Where are high net worth individuals putting their money?

We came across a very interesting article about high net worth individuals and where they are allocating their investment funds. There was talk of a North American peer-to-peer network for investors known as the TIGER 21. While it is nothing special to have this type of arrangement for high net worth individuals what is interesting is the fact that the TIGER 21 members take an anonymous survey every quarter. Therefore, if you are interested in finding out where high net worth individuals are putting their money this is the survey to monitor.

So, which asset classes are popular amongst high net worth individuals?

Where are high net worth individuals putting their money?
What asset classes are more popular among high net worth individuals?

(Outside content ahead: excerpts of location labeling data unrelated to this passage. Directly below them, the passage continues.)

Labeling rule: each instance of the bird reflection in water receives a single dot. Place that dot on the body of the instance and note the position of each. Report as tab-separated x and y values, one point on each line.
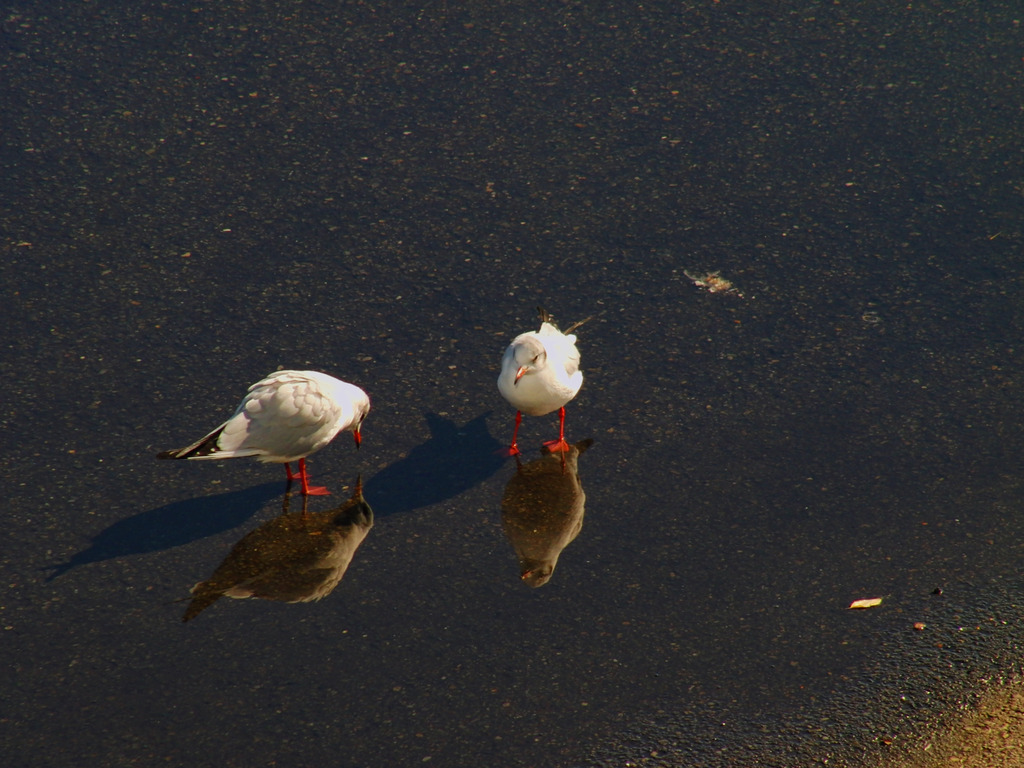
297	557
542	511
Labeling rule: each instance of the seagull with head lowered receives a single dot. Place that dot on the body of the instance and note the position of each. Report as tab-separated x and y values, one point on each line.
285	417
540	374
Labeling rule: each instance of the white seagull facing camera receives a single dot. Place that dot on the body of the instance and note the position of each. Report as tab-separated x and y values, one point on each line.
286	417
540	374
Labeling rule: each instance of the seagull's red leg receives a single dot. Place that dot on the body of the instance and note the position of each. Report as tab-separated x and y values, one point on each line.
559	444
307	489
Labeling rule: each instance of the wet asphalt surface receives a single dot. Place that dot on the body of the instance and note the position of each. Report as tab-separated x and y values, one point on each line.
196	197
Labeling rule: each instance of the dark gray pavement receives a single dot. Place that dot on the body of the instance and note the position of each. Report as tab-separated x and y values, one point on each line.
195	196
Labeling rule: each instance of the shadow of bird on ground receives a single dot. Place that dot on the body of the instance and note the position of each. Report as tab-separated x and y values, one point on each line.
171	525
454	460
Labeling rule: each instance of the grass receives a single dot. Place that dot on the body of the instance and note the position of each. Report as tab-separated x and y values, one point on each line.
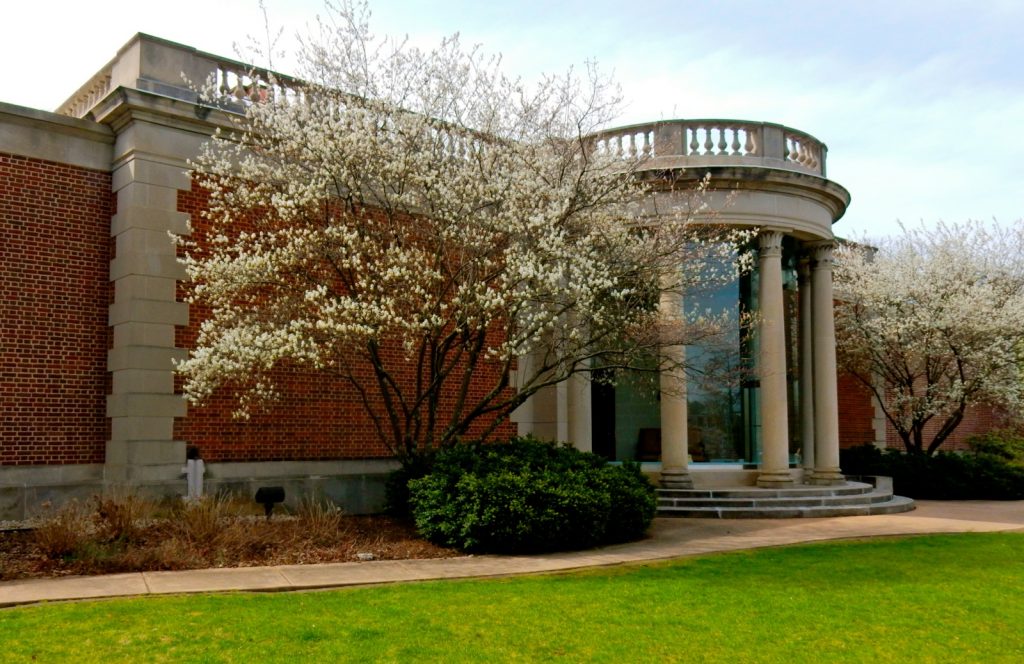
936	598
128	533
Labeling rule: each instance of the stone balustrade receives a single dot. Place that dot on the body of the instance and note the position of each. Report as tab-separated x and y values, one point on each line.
682	143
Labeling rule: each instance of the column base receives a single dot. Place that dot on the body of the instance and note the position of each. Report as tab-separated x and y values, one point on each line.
676	480
775	480
825	478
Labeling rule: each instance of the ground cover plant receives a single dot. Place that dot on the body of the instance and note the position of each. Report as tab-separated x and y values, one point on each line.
862	600
526	495
126	534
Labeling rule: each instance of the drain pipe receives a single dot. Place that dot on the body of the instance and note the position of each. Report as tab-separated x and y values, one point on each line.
194	471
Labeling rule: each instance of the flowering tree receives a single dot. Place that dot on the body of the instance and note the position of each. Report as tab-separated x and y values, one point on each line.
932	321
416	222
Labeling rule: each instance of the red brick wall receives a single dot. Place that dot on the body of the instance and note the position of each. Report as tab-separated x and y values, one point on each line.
856	412
54	266
318	417
977	419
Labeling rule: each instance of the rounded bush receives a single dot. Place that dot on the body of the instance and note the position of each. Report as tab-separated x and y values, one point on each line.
526	495
947	475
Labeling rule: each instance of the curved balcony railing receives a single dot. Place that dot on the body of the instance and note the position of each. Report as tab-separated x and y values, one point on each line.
686	143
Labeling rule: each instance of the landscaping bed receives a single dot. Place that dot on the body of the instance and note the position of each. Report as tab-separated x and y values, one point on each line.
104	536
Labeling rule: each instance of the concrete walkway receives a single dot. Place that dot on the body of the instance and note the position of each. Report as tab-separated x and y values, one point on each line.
670	538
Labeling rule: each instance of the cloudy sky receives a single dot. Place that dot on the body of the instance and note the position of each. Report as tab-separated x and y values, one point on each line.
921	102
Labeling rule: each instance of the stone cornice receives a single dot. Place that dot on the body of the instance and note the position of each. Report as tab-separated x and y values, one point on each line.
40	134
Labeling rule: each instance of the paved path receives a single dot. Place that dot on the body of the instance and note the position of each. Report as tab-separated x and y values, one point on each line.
670	538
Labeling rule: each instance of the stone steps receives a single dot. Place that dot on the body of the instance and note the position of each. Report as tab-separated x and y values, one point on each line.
851	499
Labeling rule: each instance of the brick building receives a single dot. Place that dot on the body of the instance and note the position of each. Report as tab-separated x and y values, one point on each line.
92	317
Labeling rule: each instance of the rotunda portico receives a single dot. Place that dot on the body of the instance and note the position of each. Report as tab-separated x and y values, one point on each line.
776	425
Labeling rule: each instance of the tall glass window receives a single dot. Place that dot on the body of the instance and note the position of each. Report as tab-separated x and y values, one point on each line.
723	391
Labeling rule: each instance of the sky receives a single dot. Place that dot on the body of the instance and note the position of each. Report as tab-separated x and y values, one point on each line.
921	102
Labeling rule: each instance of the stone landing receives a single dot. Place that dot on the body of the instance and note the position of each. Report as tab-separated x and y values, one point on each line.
873	496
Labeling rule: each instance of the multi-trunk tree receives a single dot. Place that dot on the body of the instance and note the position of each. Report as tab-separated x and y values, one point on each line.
932	322
420	224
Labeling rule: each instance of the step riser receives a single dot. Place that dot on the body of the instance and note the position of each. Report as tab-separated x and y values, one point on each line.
894	505
776	502
855	490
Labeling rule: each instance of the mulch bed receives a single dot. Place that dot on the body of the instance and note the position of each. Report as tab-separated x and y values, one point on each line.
243	541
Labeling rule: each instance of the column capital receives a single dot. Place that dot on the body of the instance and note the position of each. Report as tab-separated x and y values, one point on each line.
770	243
804	267
821	254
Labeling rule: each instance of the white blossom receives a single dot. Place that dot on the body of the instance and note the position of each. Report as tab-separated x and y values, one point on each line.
423	200
932	321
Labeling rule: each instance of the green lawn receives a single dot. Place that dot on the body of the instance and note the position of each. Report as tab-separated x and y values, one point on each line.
941	598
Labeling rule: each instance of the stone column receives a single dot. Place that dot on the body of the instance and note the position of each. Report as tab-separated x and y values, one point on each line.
675	448
806	367
771	366
826	469
144	312
580	412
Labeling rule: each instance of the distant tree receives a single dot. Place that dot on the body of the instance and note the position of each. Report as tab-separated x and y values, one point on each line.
408	218
932	321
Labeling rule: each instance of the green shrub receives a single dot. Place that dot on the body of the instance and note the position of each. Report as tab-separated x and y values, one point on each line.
947	475
526	495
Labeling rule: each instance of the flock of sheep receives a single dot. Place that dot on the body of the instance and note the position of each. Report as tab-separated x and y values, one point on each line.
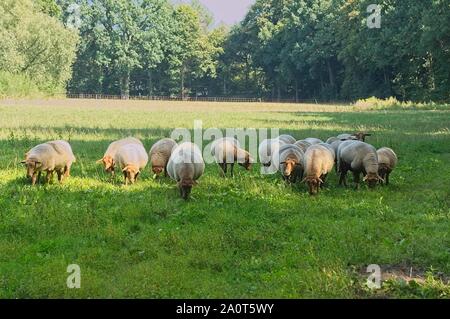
309	160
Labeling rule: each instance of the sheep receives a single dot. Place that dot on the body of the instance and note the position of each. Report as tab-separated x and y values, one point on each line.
359	136
132	159
290	163
49	157
318	164
303	145
312	140
358	157
288	139
387	161
108	159
159	155
186	166
227	151
266	149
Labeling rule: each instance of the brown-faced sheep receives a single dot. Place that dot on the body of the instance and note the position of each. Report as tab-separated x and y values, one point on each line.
50	157
266	149
318	164
387	161
226	151
358	157
108	159
132	159
290	163
160	155
303	145
186	166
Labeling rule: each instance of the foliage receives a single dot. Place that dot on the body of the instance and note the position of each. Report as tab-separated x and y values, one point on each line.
250	236
35	45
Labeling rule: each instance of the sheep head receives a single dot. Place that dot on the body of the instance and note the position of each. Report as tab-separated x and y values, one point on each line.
157	169
131	173
108	163
313	184
372	179
361	136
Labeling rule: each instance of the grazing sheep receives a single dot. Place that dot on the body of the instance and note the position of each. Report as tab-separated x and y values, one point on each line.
186	166
331	140
287	139
313	141
227	151
132	159
358	157
303	145
387	161
108	159
318	164
266	149
50	157
290	163
160	154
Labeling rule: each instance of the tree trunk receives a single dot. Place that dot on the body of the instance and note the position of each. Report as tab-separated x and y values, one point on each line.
150	83
182	82
125	85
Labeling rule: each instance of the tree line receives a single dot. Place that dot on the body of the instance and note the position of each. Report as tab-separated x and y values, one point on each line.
283	49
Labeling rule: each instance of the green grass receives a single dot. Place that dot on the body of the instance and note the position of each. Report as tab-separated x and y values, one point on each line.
245	237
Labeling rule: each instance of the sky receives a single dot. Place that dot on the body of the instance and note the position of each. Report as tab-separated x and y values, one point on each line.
228	12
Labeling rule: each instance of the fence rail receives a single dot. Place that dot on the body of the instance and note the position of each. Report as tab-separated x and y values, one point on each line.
194	99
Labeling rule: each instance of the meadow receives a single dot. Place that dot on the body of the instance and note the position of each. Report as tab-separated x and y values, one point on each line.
250	236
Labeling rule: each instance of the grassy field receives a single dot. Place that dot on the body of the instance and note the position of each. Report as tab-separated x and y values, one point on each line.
250	236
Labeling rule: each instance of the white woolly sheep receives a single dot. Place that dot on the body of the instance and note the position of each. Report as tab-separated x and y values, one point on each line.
160	153
287	139
318	164
132	159
226	151
358	157
313	141
290	163
186	166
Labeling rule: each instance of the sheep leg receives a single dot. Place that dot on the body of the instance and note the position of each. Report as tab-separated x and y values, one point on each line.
67	171
356	179
33	179
49	177
60	175
125	178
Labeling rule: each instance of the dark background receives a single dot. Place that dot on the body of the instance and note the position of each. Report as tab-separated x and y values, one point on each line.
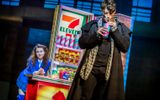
21	25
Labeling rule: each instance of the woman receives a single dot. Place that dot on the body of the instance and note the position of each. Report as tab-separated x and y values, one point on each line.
37	64
100	73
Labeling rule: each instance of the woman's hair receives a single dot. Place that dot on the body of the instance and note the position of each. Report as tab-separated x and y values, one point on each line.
33	56
110	5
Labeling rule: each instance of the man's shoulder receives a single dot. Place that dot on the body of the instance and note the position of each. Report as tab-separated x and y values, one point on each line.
88	25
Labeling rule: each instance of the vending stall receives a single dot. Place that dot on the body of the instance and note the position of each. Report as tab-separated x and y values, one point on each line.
65	55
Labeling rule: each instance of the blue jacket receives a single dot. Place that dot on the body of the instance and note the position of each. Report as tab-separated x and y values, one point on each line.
22	79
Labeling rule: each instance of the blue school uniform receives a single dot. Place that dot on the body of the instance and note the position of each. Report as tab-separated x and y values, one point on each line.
22	79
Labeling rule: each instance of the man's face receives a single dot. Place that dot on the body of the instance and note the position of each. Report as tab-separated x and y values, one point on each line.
40	53
107	15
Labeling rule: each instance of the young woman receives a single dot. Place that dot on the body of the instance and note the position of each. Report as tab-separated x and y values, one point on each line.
37	64
100	73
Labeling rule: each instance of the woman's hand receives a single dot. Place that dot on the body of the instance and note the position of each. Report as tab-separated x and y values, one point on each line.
39	72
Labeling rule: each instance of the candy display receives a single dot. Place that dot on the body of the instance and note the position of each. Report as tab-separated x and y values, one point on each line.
67	41
67	56
64	72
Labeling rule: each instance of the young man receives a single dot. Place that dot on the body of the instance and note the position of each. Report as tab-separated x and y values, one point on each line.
100	74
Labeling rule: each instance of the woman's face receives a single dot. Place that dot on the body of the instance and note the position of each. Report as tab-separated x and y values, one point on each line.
40	53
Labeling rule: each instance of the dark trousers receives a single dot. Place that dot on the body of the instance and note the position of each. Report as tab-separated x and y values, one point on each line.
94	87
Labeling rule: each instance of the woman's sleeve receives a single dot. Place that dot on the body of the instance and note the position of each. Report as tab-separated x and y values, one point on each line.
121	37
29	69
47	66
89	38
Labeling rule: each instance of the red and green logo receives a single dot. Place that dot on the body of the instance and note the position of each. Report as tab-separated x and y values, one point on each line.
73	22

The last survey covered the final quarter of 2016 and casts a very interesting light on this area of the market. We will take a look at the individual asset classes and their rankings:-

Real estate

Real estate was by far and away the most popular asset class with 30% of those taking the survey confirming exposure to this area. In many ways real estate has become the “pension fund of the future” often offering a more stable long-term income than stock markets. There are high hopes that the US real estate market will benefit from Donald Trump’s Presidency but then again this has not exactly got off to the best of starts!

Public equity

It will come as no surprise to learn that public equity, at 21%, is still one of the more popular investment tools of today. The ability to trade in stock market quoted companies offers a much more liquid market than real estate for example. Therefore, if funds are required at short notice it is simply a case of selling your shares on the stock market and banking your proceeds. Redeeming asset such as real estate can take some time and there may be significant costs incurred.

Private equity

Private equity funds have been extremely active over the last decade and with often volatile stock markets many companies have approached private equity funds for additional investment. Private equity funds were the joint second most popular asset class with 21% of those taking part in the survey confirming exposure to this area. Unfortunately, very often private equity transactions are not as available to general investors as they are to high net worth individuals. This is perhaps an area off-limits to many non-high net worth individuals.

Cash and equivalent

In these difficult markets it is no surprise to learn that 10.8% of those surveyed hold cash or cash equivalents in their portfolio. This is probably slightly higher than many people would assume but then again recent volatility and uncertainty does not help. There is nothing wrong with keeping some funds aside offering a hedge against market falls and making funds available for special situations.

Fixed-income

It is interesting to see that 9.7% of those surveyed have exposure to fixed-income especially when you bear in mind the relatively low base rates around the world. While there may be some value in the bond market, especially the more speculative end, the idea of fixed-income is very often associated with passive investment strategies. We may well see this particular asset class grow as interest rates rise but any move back to “normal levels” could still be some way off.

Hedge funds

The exposure to hedge funds for high net worth individuals in the TIGER 21 club came in at a relatively modest 6.1% which may surprise many people. It could be that individual investors are taking more control of their own investment decisions as opposed to appointing managers. It may well be that current market conditions do not encourage hedge fund investments then again this is a sector which has not exactly received glowing reports over recent years. Is this a sign that more and more investors are taking a greater control of their investment funds?

Miscellaneous, commodities and currencies

The miscellaneous investment class came in at 1.1%, commodities at 0.5% and currencies at 0.1%. Should we take relatively low exposure to the commodities market, which includes gold, as an indicator of renewed confidence going forward? Time will tell whether this is the case with opinion divided about the short to medium term direction of the gold price.